Phil Wang: Kinabalu (4 stars)

Phil Wang: Kinabalu

Self-deprecation and risqué fun make for a strong new hour

Early on in his run, Phil Wang acknowledges, to great amusement, that he hasn't quite worked out the links in his show yet, after announcing suddenly that he got a haircut the other day. Rather than feel disjointed, there's so much fun in a show that hops about from horror films and wordplay with his own name, to the positives of the British Empire via buying lube in Waitrose.

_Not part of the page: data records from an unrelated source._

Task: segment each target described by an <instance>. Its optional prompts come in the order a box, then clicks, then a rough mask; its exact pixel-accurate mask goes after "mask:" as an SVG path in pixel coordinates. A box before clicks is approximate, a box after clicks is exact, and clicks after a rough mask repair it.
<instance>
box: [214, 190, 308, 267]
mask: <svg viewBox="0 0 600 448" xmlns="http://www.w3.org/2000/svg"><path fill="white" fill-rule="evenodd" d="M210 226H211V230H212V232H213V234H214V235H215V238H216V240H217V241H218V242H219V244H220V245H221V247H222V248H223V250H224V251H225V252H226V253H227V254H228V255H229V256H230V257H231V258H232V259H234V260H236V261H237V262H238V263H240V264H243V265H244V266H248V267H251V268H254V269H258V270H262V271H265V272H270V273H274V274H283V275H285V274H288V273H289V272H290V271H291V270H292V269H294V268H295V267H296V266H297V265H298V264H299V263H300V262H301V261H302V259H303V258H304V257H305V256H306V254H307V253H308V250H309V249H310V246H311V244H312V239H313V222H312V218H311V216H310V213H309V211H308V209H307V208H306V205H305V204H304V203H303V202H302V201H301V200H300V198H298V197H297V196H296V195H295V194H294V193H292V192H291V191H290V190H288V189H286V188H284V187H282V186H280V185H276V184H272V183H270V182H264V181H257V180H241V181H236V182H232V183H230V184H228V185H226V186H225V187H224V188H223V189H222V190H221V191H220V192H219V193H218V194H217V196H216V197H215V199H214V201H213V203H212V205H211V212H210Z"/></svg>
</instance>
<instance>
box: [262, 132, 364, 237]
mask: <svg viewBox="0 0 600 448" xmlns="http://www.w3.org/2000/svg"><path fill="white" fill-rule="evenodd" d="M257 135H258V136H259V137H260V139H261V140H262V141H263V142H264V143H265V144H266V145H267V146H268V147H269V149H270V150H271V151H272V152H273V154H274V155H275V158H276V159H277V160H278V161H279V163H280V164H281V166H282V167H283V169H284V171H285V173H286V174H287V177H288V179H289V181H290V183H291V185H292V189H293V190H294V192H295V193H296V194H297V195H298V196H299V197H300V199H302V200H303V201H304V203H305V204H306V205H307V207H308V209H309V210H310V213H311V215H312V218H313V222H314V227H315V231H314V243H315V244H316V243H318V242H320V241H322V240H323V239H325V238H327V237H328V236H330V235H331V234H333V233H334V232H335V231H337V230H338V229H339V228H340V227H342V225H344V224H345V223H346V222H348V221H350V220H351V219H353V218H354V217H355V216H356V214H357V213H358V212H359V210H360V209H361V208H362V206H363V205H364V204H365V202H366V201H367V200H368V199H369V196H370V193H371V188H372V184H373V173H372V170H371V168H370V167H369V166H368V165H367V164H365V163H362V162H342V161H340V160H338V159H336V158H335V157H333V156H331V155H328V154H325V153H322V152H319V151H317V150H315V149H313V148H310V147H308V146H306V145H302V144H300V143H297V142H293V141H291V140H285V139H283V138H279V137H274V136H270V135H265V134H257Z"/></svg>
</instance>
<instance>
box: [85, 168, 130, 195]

He muses on the realities of being a British East Asian, acknowledging some of the stereotypes present in his family history, mocking white assumptions and skilfully treading the tightrope between race and racism. Many comics will attempt this at the Fringe, but few will succeed so well as Wang; with humorous self-deprecation, killer punchlines and just the right amount of risqué, he hits the target each time.

At 27, Wang is an assured presence. His take on being a heterosexual male feminist is apparently so on-point there's an exclamation of 'it's true' from among the men nodding in agreement. There's just one slip where he forgets his place and breaks the spell in this otherwise strong show from a comedian who is becoming a fixture of the Fringe. Hopefully now he'll get that invite to the BBC Asian network.

Pleasance Courtyard, until 27 Aug (not 14), 7pm, £10–£12 (£9–£10).

Phil Wang: Kinabalu

  • 4 stars

Phil Wang, son of the British Empire, muses on the realities of being a British East Asian in his laid back style.